She scoffed aloud. “Yeah right. I may have been gone for a couple of years, but it didn’t ruin my people-skills. If I ever had ‘em to begin with. I can tell when the Big Bad is under your skin and I can tell when it’s something juicy. Your eyebrows do different things.”
“You can tell what I’m upset about because of my eyebrows? Do they spell out words? Do they need to be tweezed?” I tried to joke. She was making me nervous. I didn’t mind having a conversation about our letters, as long as I was in control. But whenever I was powerless against her, I always left feeling the same.
“Hey, I was in your body for a bit, remember? What do you think I was doing all of that time, besides social experiments on the public reaction towards blondes versus brunettes?”
“I don’t want to think about you and Ril-”

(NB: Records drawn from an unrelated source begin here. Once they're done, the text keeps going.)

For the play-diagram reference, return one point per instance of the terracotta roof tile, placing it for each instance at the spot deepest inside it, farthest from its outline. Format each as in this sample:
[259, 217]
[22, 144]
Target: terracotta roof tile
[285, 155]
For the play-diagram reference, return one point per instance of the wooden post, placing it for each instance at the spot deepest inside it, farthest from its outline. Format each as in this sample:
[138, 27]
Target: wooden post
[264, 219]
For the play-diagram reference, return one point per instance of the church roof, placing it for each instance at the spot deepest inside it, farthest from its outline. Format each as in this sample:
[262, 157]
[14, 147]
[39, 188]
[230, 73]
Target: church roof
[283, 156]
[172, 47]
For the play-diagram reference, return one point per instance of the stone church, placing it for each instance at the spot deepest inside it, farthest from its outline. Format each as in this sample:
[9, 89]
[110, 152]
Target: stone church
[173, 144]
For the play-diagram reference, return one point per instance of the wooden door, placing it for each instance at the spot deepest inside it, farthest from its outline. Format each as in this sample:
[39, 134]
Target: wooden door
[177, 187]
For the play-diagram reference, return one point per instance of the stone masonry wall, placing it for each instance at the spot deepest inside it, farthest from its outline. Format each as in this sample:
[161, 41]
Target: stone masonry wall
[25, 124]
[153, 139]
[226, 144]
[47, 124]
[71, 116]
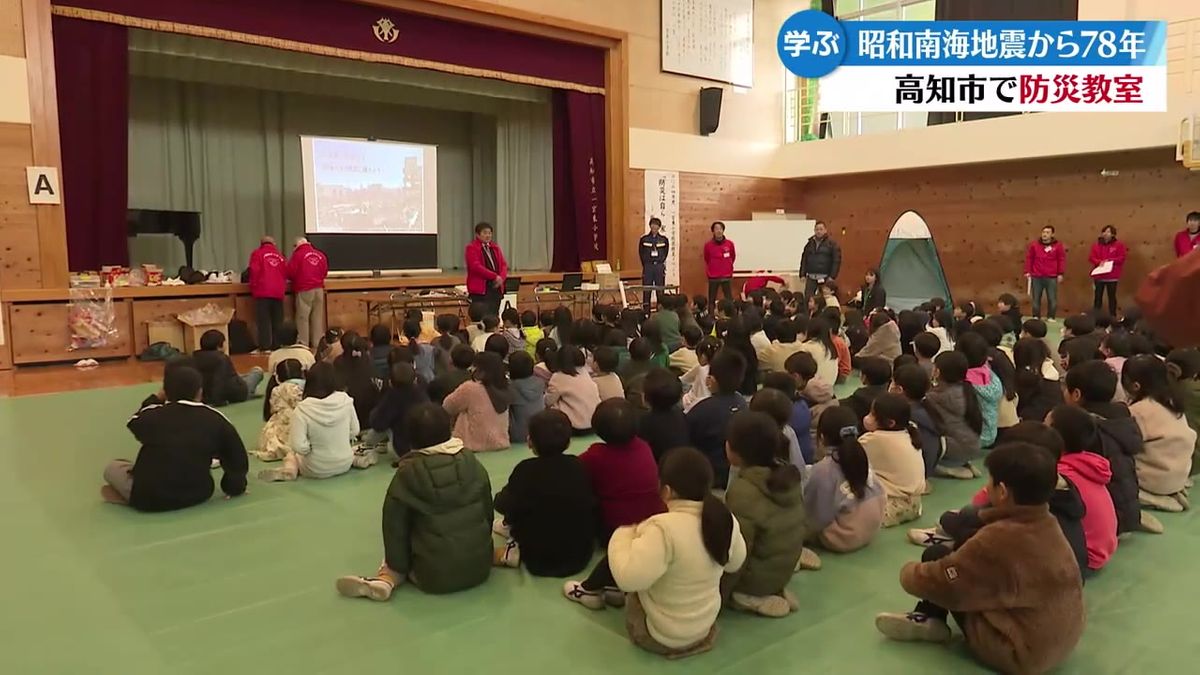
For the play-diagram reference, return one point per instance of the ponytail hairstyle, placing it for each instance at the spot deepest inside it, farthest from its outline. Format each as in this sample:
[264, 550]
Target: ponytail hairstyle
[689, 475]
[1147, 377]
[952, 371]
[892, 412]
[839, 430]
[750, 437]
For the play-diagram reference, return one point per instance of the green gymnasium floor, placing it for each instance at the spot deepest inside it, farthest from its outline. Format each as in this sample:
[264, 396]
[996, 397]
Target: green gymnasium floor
[247, 585]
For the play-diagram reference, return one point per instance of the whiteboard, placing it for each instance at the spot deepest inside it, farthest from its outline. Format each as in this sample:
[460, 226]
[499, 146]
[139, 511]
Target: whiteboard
[772, 245]
[709, 39]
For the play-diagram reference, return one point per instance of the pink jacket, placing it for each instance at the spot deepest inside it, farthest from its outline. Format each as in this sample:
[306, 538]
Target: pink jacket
[477, 423]
[1091, 473]
[1045, 260]
[268, 273]
[478, 275]
[1115, 251]
[307, 268]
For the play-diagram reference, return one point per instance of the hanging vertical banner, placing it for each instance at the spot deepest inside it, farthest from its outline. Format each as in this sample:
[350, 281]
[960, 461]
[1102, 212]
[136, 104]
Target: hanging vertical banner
[663, 202]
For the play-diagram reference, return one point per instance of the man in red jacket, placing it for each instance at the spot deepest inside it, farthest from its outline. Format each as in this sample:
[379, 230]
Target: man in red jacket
[268, 285]
[307, 270]
[1045, 261]
[1111, 254]
[486, 269]
[719, 257]
[1188, 238]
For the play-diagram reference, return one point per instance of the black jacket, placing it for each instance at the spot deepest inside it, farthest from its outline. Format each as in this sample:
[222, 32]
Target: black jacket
[552, 512]
[648, 245]
[821, 257]
[222, 386]
[663, 430]
[1120, 441]
[179, 442]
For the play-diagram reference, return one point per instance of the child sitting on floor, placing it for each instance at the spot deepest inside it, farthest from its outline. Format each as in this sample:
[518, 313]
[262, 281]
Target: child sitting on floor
[480, 406]
[323, 431]
[893, 447]
[462, 357]
[1165, 463]
[664, 426]
[768, 502]
[405, 394]
[876, 377]
[437, 533]
[1014, 587]
[283, 393]
[605, 376]
[547, 509]
[179, 440]
[528, 395]
[671, 565]
[573, 390]
[843, 499]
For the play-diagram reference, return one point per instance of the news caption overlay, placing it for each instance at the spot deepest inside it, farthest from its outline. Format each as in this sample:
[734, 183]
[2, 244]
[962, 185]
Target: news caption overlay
[987, 66]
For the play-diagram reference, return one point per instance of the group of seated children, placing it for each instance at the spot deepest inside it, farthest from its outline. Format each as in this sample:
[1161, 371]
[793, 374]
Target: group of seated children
[690, 405]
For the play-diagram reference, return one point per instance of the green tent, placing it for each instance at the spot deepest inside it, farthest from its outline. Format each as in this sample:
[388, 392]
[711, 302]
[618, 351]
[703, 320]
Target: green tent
[911, 270]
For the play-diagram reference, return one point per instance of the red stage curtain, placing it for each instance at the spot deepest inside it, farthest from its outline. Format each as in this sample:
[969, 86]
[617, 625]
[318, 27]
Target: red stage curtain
[580, 184]
[93, 69]
[352, 27]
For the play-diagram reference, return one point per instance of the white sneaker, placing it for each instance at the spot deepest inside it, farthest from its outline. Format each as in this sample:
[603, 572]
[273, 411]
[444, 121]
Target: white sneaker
[364, 587]
[912, 627]
[501, 527]
[576, 592]
[928, 537]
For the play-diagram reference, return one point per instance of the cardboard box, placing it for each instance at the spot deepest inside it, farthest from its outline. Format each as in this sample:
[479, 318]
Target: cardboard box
[167, 330]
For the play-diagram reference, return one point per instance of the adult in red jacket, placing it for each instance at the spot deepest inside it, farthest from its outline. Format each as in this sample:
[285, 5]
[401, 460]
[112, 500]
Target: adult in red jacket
[1189, 237]
[1109, 252]
[1045, 261]
[307, 269]
[486, 269]
[268, 285]
[719, 257]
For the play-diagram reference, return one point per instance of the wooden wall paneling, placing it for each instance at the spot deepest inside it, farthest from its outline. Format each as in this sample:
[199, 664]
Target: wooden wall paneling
[43, 108]
[40, 333]
[149, 310]
[19, 258]
[983, 216]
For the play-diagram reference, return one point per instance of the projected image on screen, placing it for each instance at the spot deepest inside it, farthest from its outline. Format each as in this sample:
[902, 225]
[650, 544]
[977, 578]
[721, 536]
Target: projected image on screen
[369, 186]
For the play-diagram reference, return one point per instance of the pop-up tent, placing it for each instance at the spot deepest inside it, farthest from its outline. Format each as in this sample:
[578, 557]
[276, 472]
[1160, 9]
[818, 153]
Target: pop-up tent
[911, 270]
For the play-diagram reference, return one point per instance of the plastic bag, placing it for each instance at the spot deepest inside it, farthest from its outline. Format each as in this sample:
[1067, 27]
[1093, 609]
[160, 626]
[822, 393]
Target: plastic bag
[91, 318]
[208, 315]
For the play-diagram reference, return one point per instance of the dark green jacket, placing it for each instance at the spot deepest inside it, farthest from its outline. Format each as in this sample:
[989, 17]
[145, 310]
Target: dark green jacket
[437, 521]
[774, 526]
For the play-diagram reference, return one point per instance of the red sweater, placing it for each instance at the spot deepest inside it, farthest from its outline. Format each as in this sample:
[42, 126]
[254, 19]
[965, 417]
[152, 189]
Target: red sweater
[1045, 260]
[1113, 251]
[625, 479]
[307, 268]
[1185, 242]
[719, 258]
[268, 273]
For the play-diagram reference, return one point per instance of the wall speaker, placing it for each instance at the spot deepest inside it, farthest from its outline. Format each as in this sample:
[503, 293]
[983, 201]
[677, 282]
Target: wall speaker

“No, gross. I wasn’t talkin’ about that.” She hastily interrupted, shaking her head with mock disgust. “Nah, I mean when I was standing in front of the mirror, for like, hours. Making faces and... shit. That’s how I figured out your eyebrows. So quit changing the damned subject and tell me what’s on your mind, slayer junior.”

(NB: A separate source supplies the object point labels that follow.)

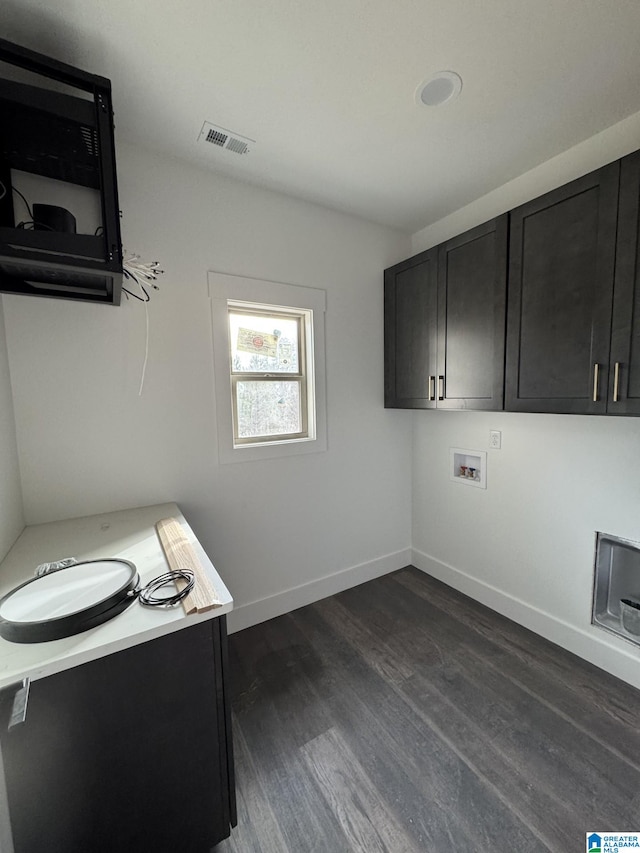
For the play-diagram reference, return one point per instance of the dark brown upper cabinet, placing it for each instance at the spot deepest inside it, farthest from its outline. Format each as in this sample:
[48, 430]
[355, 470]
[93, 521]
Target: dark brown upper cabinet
[410, 332]
[624, 373]
[561, 275]
[445, 324]
[472, 283]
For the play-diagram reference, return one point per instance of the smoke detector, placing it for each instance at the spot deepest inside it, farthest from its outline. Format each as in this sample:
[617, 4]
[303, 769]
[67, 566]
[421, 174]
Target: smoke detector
[438, 89]
[223, 138]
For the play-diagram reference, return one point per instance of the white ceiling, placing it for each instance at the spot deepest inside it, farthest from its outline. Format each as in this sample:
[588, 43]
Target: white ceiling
[327, 87]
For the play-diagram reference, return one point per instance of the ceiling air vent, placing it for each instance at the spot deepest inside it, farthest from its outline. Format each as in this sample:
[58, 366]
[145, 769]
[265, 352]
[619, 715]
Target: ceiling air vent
[223, 138]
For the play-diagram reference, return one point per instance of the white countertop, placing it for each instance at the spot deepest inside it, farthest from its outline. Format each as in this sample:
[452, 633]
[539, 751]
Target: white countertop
[128, 534]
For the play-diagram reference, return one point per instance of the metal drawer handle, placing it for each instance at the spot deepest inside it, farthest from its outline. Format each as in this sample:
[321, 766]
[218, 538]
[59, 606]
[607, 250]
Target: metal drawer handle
[616, 381]
[432, 388]
[20, 702]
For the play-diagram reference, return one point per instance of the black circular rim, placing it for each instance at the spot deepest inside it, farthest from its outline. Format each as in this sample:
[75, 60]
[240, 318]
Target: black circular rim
[44, 630]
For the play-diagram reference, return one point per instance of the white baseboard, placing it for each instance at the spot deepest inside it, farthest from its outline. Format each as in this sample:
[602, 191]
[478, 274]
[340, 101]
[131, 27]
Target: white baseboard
[246, 615]
[621, 660]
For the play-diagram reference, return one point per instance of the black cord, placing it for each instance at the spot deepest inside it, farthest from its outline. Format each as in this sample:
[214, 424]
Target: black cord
[146, 594]
[24, 224]
[24, 200]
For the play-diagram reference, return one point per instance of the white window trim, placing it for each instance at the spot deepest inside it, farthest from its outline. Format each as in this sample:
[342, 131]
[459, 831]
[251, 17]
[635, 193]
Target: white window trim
[224, 288]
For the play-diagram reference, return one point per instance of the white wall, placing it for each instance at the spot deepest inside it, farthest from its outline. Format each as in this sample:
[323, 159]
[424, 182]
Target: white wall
[11, 516]
[526, 545]
[88, 443]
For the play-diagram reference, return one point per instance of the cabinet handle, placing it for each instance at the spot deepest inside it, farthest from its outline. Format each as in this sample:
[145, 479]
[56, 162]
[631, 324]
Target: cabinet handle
[596, 373]
[616, 381]
[20, 702]
[432, 388]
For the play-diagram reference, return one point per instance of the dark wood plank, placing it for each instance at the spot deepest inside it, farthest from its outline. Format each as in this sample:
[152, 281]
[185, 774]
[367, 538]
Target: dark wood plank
[401, 715]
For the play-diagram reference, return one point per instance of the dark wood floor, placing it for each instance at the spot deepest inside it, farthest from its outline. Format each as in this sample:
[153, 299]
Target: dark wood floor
[402, 716]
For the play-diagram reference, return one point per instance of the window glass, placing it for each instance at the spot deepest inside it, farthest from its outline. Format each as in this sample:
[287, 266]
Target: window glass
[267, 408]
[262, 342]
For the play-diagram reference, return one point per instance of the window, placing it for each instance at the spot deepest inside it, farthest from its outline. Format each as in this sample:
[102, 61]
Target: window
[271, 388]
[268, 343]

I hated it when she called me that. Worst of all nicknames. Ever. “I’ll break your legs if you call me that again.”
“You’d try.” The corner of her lips turned up in the mother of all mischievous grins.

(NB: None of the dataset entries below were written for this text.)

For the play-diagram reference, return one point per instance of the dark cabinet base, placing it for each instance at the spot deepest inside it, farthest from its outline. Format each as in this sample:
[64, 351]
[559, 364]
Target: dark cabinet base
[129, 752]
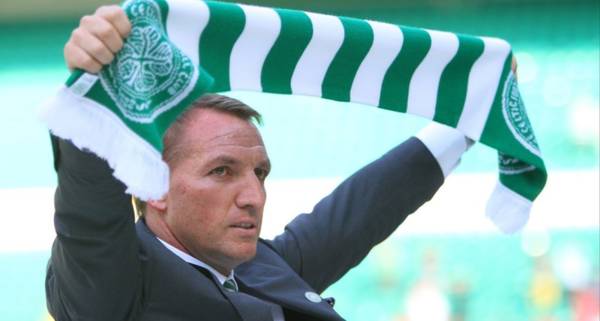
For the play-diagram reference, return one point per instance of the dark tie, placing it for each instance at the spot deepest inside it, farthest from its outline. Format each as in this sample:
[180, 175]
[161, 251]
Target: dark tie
[230, 285]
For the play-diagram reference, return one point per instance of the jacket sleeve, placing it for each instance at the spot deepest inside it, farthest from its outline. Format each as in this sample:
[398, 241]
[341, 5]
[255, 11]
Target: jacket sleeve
[94, 270]
[364, 210]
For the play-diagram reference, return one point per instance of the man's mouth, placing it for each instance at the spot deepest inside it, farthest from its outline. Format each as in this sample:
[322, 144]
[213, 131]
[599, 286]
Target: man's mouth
[246, 226]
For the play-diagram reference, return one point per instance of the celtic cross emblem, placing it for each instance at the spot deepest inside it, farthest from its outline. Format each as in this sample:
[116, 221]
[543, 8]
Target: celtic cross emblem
[149, 73]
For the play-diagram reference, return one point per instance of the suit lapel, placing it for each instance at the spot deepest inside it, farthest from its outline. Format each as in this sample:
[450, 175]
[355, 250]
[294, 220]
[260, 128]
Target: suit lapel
[247, 307]
[269, 277]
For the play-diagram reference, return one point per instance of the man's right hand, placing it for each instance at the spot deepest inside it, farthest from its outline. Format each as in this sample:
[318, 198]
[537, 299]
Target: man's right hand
[97, 39]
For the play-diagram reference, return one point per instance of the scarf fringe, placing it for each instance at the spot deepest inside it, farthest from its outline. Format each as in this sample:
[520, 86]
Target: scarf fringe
[91, 126]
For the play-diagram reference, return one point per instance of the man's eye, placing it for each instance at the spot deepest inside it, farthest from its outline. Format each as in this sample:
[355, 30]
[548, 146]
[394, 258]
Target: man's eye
[219, 171]
[261, 173]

“You want to know what’s bothering me? Aside from ultimate doom and peril approaching us?”
Faith shrugged stoically. “Sure, let me have it.”
Deep sigh. I quickly checked to make sure all my emotions had been switched off, protecting me from any possible pain or humiliation. “Remember the letters I sent to you when you were in prison?”
She didn’t even have to think about it before responding automatically. “Let’s not talk about that.”
“Ok.” Stabbing, tearing, humiliation and pain. Fucking broken emotion switch. Turn off. Damnit you fucker, turn off!
“Ok.” Faith brushed past me and straight to the kitchen, charging through the door that led to the basement.
I stood and stared. A remorseful masochist.
I knew that Dawnie had fallen asleep by her half-snoring, half-wheezing noises. She hadn’t changed into pajamas, but I didn’t want to disturb her. I laid in the dark and strained to make out Faith’s voice through the various murmurs from downstairs. At one point I thought I heard her for sure, so I tensed up and listened harder, but when ‘she’ said “You are SO full of it, Amanda!” I realized it had just been Kennedy. They sounded a lot alike. Well, through the walls they did, anyway.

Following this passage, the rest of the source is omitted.